What a huge hand, but it's not enough to wrap itself all around you like you were a rat or a toothbrush. You can draw this 55.2 centimeter hand on paper or cardboard, and that would give you a better idea of how the Elf would feel and what kind of interactions could happen between both characters.

There are more dramatic interactions seen in Gulliver's Travels (first between Gulliver and the 15cm tall Lilliputians and later between Gulliver and the 18 or 20 meters tall inhabitants of Brobdingnag), but the difference in size is much larger than the one that you are talking about.

Is the Giant friendly?


----------



## Ireth (Jan 14, 2017)

Sheilawisz said:


> Ireth, another way to see it would be to imagine yourself as the Elf instead of the Giant.
> 
> You have stated that the Giant has the normal body proportions that we have, so we can know exactly how large his hands would be in comparison to your 1.63 meter of height. I don't know what is the length of your hand, but let's say that it's 15 centimeters. That means that your hand is 0.092 of your height.
> 
> ...



Most of them are.
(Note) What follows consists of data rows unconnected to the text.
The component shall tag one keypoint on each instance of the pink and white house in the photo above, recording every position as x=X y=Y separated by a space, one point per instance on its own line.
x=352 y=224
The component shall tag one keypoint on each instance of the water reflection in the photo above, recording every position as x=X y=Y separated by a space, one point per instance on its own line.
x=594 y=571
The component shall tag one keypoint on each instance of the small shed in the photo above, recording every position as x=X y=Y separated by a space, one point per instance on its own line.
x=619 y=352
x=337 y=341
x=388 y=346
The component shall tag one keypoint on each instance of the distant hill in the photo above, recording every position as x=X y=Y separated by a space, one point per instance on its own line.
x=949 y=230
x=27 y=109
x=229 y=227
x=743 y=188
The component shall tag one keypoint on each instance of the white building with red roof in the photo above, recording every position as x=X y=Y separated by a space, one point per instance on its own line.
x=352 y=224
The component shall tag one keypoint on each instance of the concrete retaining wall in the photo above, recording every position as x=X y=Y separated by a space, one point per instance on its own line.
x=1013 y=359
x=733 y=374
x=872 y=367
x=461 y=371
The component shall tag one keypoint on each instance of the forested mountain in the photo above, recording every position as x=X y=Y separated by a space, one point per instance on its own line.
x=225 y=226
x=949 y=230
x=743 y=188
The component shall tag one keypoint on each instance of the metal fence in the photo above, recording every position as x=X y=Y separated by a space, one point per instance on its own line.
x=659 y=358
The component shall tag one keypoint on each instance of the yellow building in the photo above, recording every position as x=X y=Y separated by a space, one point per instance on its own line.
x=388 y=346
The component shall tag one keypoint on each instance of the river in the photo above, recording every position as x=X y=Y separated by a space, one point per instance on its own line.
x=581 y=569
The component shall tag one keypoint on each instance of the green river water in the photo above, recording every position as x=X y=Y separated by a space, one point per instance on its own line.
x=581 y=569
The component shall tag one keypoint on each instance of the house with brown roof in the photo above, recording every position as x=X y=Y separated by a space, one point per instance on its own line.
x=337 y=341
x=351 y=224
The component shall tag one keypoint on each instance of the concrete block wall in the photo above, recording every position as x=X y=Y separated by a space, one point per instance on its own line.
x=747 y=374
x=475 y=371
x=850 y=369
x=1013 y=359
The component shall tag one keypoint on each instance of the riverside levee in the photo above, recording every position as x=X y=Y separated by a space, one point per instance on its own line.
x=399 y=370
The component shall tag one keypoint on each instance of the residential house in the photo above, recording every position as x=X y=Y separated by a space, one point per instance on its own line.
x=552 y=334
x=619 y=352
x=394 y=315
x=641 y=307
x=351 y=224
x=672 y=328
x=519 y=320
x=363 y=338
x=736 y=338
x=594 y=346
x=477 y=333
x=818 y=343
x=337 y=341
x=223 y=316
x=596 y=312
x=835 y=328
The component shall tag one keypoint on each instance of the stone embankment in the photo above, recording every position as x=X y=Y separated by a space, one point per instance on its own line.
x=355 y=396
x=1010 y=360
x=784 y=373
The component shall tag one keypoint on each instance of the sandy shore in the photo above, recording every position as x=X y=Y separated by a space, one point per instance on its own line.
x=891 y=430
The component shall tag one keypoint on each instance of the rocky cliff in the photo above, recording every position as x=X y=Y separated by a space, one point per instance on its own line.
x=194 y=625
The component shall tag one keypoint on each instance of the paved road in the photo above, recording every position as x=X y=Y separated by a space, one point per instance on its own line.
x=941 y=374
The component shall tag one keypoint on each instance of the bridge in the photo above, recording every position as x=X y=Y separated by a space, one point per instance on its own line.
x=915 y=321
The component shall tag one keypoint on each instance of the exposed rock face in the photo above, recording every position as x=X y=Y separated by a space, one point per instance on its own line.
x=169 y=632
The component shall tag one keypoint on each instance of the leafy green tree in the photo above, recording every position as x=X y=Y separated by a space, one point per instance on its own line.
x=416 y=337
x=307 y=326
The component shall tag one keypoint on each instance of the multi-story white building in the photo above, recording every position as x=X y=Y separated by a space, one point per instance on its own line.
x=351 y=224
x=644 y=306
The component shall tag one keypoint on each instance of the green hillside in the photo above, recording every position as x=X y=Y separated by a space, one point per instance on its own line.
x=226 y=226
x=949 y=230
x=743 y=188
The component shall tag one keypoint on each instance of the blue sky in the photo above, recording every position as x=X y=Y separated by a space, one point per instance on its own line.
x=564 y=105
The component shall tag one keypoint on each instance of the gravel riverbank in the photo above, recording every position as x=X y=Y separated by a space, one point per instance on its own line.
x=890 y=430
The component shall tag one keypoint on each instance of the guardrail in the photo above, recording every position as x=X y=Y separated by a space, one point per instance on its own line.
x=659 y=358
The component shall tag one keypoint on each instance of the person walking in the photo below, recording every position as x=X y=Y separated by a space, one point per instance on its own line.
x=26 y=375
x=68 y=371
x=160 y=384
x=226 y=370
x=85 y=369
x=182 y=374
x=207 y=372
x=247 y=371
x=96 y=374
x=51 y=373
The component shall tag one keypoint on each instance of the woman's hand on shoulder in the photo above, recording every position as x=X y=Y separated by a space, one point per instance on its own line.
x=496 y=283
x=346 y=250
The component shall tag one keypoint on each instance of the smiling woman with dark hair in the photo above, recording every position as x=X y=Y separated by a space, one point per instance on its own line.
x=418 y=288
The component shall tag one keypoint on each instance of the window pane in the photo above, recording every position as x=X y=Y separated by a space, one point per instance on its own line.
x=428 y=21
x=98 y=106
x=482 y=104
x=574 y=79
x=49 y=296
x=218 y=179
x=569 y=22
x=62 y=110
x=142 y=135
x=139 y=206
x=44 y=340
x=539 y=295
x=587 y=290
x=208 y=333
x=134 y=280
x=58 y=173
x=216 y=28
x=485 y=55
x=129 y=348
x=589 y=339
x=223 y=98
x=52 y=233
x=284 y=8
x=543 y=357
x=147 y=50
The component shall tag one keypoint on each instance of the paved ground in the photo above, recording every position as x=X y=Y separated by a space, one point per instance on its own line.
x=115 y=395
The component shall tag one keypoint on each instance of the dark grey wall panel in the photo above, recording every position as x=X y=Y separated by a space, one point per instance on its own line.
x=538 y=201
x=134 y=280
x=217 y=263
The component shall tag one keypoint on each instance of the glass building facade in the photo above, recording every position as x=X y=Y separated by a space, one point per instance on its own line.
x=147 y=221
Given this story is based on Snow White, one of them is inevitably modeled after Grumpy. But she doesn't interact with the MC as much physically, and she is going to warm up to him by the end. The one who does the most physical interaction with him (the one modeled after Doc) is definitely friendly.


----------



## SumnerH (Jan 14, 2017)

My gut reaction without thinking is that it's not quite enough of a size difference to make this reasonable, but it's not impossible if you want to stretch things.
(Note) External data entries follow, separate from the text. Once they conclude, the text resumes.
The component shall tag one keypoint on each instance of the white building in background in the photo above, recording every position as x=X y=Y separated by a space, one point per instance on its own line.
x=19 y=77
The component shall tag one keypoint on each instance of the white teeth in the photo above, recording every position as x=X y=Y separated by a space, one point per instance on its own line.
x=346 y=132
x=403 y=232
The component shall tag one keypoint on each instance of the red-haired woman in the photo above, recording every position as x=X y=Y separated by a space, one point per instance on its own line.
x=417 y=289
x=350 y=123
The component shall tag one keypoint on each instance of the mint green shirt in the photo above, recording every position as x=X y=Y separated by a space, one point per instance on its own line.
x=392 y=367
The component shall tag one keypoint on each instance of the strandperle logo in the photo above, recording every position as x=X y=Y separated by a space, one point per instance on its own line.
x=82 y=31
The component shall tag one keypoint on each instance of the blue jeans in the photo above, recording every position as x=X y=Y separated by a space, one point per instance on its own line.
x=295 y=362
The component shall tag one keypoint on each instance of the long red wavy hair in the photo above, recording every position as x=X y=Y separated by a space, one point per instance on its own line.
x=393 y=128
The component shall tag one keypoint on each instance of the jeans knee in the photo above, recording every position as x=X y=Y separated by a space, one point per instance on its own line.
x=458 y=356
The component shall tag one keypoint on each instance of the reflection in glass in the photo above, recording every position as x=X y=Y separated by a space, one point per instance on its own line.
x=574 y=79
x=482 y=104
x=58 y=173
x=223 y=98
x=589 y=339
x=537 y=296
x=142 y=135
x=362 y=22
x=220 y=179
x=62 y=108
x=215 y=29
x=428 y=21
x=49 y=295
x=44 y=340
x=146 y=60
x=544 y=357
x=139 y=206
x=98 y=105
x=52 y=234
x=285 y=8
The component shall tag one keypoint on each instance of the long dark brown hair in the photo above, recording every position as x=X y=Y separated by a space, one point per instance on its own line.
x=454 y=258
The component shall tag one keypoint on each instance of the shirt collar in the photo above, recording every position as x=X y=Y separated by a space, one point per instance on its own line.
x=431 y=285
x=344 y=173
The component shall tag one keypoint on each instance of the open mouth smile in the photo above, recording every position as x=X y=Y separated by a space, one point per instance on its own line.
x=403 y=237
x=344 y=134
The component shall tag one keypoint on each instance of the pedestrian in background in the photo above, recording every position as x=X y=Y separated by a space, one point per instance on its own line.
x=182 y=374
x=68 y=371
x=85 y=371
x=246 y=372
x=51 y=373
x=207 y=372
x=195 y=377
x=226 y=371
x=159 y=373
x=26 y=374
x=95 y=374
An average full-grown housecat is 18" long without the tail, which is about 1/4 of a 6' tall person.  Even without the squirminess factor (assume a willing subject), picking up a grown cat in one hand, held out vertically like that, would be very awkward at best and not easy to hold for long even if you managed it.  Holding it horizontally with a hand cradled under it is comparatively easy.  

If your giant has non-human proportions (oversize hands, etc) then the vertical grab might work okay.


----------



## psychotick (Jan 16, 2017)

Hi,

Why not do as Michael did but with four humans standing on top of one another and another beside them in the same pose as the four humans but standing as high as all four. Then you can see for yourself.

Cheers, Greg.


----------